On 07/08/10 02:34, Richard Toohey wrote:
On 8/07/2010, at 2:45 PM, Daniel Melameth wrote:

On Fri, Jun 18, 2010 at 11:08 PM, Daniel Melameth<dan...@melameth.com>
wrote:
On my firewall at home, on occasion, running systat queues leaves me with
an
unresponsive system.  pings are not returned and the keyboard at the
console
is unresponsive.  Sometimes the command works fine and sometimes it does
not--though it does seem the issue is more likely to occur when the system
has an uptime of more than a week or two.  I'm uncertain how to
troubleshoot
this further and I have been unable to reproduce the issue on other
4.7-stable systems (though these other systems are not running the same
hardware and software).
I upgraded the system several days ago to a snapshot from just before
the hackathon, and the system appeared more stable, but I can now also
instantly kill the box by running netstat -m after about five days of
uptime.

Ideas appreciated...

Hardware?

Tried different NICs?  RAM?  Put the HD in another machine?

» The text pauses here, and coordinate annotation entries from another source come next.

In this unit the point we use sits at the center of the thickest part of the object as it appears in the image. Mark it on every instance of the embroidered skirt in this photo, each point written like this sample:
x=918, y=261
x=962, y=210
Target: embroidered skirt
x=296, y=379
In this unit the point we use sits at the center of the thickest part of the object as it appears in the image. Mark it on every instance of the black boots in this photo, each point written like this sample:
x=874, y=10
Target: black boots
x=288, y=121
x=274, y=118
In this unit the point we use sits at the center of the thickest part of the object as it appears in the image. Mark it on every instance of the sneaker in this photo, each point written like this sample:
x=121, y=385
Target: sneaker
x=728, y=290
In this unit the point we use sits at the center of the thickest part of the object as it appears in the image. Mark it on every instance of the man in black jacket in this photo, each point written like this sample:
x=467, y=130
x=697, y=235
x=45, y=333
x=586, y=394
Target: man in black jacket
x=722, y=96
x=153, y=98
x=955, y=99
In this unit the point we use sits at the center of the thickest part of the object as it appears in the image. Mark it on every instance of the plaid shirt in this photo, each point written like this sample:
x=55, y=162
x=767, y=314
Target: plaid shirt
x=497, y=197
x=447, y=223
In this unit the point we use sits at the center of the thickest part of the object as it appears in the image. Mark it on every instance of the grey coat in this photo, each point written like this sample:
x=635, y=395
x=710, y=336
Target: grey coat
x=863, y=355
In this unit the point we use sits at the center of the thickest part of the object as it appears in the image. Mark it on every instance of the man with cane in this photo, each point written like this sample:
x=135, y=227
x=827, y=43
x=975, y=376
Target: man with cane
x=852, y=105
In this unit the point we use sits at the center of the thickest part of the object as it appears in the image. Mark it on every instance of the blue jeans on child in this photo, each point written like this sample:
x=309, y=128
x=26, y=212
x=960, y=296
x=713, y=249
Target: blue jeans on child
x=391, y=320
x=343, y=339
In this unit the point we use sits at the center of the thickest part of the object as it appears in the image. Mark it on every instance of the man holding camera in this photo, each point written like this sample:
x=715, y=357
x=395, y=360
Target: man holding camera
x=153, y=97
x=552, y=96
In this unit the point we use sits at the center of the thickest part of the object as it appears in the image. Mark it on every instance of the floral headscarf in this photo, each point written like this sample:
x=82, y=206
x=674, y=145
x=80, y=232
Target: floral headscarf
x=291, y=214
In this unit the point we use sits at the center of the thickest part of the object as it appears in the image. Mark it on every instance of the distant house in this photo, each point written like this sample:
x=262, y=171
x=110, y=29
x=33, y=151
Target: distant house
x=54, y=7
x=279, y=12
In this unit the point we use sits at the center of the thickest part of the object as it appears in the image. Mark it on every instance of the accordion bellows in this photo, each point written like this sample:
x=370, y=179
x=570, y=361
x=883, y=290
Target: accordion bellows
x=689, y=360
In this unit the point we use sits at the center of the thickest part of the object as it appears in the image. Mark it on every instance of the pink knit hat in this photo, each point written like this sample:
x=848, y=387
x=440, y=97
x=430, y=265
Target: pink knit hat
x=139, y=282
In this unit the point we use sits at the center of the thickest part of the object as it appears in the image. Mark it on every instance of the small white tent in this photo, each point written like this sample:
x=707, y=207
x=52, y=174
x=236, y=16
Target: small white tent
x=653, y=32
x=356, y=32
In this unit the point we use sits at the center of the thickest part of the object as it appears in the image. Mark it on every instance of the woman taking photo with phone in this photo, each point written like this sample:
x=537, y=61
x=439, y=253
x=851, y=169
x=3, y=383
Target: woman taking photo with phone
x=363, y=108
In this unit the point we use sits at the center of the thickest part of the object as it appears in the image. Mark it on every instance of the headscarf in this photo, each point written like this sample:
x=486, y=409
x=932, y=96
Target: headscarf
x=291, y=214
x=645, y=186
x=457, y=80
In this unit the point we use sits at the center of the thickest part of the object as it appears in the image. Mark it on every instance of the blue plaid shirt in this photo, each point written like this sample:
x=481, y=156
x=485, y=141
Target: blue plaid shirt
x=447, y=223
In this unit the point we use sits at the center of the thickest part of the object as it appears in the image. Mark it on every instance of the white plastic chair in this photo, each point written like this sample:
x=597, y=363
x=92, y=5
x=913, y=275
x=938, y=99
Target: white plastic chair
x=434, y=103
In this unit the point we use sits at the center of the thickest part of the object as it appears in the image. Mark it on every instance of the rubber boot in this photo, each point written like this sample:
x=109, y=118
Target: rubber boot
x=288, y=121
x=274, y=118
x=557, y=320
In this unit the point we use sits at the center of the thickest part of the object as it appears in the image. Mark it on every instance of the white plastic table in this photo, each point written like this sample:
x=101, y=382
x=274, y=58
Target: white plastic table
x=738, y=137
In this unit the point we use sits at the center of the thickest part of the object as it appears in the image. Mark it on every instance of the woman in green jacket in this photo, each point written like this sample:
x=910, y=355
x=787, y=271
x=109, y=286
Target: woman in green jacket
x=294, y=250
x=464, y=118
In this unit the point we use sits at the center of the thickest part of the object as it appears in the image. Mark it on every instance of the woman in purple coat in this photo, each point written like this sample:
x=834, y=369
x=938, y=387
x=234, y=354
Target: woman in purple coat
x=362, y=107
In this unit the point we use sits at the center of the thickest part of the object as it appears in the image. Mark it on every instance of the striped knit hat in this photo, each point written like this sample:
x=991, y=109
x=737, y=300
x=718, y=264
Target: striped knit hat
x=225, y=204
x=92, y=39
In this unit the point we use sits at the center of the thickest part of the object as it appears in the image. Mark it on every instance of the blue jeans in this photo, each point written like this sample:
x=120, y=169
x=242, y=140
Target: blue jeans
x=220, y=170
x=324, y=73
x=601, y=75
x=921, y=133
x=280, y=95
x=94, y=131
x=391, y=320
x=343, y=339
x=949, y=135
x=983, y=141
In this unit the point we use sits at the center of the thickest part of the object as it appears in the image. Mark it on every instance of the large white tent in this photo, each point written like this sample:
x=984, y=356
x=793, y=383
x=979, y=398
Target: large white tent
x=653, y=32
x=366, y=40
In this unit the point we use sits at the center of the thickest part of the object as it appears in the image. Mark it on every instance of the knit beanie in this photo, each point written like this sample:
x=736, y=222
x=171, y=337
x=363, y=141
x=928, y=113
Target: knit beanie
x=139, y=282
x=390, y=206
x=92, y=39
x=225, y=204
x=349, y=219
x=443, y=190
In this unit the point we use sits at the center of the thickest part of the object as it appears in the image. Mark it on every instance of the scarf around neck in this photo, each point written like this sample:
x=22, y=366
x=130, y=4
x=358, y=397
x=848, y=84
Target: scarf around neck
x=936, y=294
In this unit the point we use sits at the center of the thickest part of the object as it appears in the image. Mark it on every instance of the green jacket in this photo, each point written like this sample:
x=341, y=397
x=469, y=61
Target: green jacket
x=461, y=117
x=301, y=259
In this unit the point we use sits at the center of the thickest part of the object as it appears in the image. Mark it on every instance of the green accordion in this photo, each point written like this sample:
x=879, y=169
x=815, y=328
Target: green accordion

No-one else seems to be seeing this (or reporting it) and you can't
reproduce on other machines, so worth eliminating hardware.

Anything unusual or different about this machine or what you run on it?


I said much the same thing to Daniel off-list when he first posted almost two weeks ago, suggesting he try both a new snapshot (at the time) and trying another after the hackathon.

Interestingly, since then I've installed the June 23rd snapshot (and built to -current on June 27th) and guess what? Sporadic freezes under different circumstances, none of which are the same as Daniel's (netstat -m seems to work fine for me.) When I say freeze, I mean locked up hard: no mouse, no keyboard, no pings, nothing; I have to power cycle it.

Two freezes have occurred when I wasn't using the system locally, just watching movies (on another PC) using Samba. One freeze when I was reading my mail locally (like now), but an ssh network backup was taking place from /etc/daily.local.

I'll be trying a newer snap this weekend (or before) and see how things go. This is using the same hardware and same setup that has been fine for almost two years (except a new HDD from Nov/09), so I seriously doubt it's hardware. Three "random" freezes in a week and a half when it's never happened on this hardware before, ever. My previous install was running -current from early(?) May.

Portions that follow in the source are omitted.